Given the long period in between, however, the assumption of time invariant unobservables is questionable. In order to avoid measurement errors and reverse causality problems, Khandker (2005) also attempts a panel IV approach. The instrument is the eligibility rule. The Wu-Hausman test rejects the endogeneity of the credit variable, so the DID model is adopted.
Roodman and Morduch (2009) challenges P&K, Morduch (1998) and Khandker (2005). It casts doubts over all of them. They try to replicate these studies and conclude that reverse or omitted-variable causation are leading to wrong estimates. They also contend that the instrumentation strategy is failing and that there is a substantial change in the different subsamples in the credit consumption relationship as well as in borrower’s sex and this can explain the differences in impact by gender. Analysis of these three papers leads them to conclude that in social sciences where the endogeneity problem is normally present, RCTs can provide a simpler and neater approach as long as they can get rid of this bias.
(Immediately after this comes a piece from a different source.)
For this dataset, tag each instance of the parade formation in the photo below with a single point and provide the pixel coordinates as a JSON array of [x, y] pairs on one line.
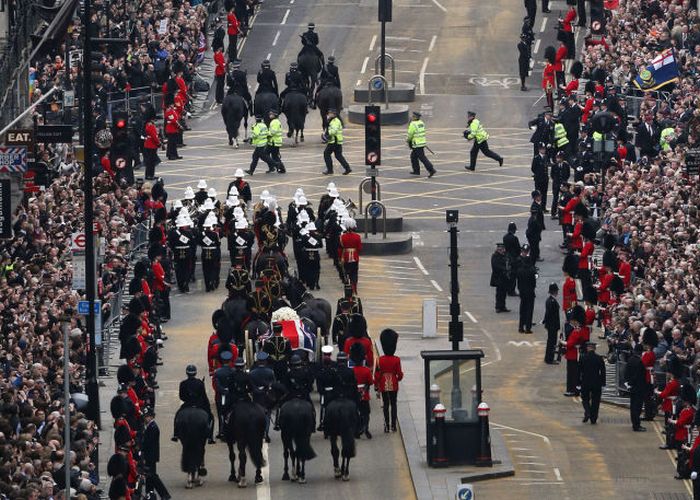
[[251, 328]]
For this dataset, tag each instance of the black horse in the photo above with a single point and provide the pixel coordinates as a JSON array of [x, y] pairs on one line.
[[310, 65], [245, 427], [192, 430], [264, 102], [296, 421], [340, 420], [316, 309], [233, 110], [294, 108], [329, 97]]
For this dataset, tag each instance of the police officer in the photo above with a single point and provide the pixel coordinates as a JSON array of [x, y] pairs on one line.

Two additional sources can be included in this group, although they are not connected to the Bangladeshi studies. They both use DID. Copestake et al. (2005), mixes qualitative and quantitative approaches. The dataset is gathered in Peru and the microfinance institution is Promuc. The sample is rather smaller than those of other studies mentioned so far. As in Coleman (2006), they first study the impact for the whole sample and then they split it into different groups. In this case it is not rank-and- file members versus committee members but the sample is divided into households below and above the median income level. They find an overall significant impact of microfinance on income. Also, they conclude that the impact of participation for wealthier individuals is around 80% higher compared with poorer individuals. Nonetheless, they clearly state that some selection bias issues might not have been properly addressed. Finally, this splitting and analysing by subsamples might bring about some truncation issues that could have been avoided applying a quantile regression.
The last piece of research in this group is a DID found in Bruhn and Love (2009). The study takes advantage of the simultaneous opening of all the branches of Banco Azteca,
using the premises of a well established chain of domestic appliances, Grupo Electra. The opening took place in all those municipalities in which Gupo Electra had a retail shop, as the branches were opened within the shops themselves. They obtained the dataset from the Mexican National Employment Survey (ENE). It contains information collected before and after the appearance of the bank branches and therefore is the only DID approach with baseline information described so far. The other particularity is that the impact is not studied at individual, household or microenterprise level but at municipality level.
It controls for initial differences between municipalities with and without an Azteca branch. The main findings are 7.6% increase in the proportion of informal business, although the increase is only statistically significant for male-owned enterprises. On the contrary, the increase in waged employees is significant only in the case of females. Overall, the increase in total employment, counting new businesses and new waged employees is about 1.4%. The figure is statistically significant but the outcome is not encouraging. It, however, reinforces other studies that find a positive impact and underpins the argument that access to credit in the informal sector can have a positive effect on the welfare of the individuals.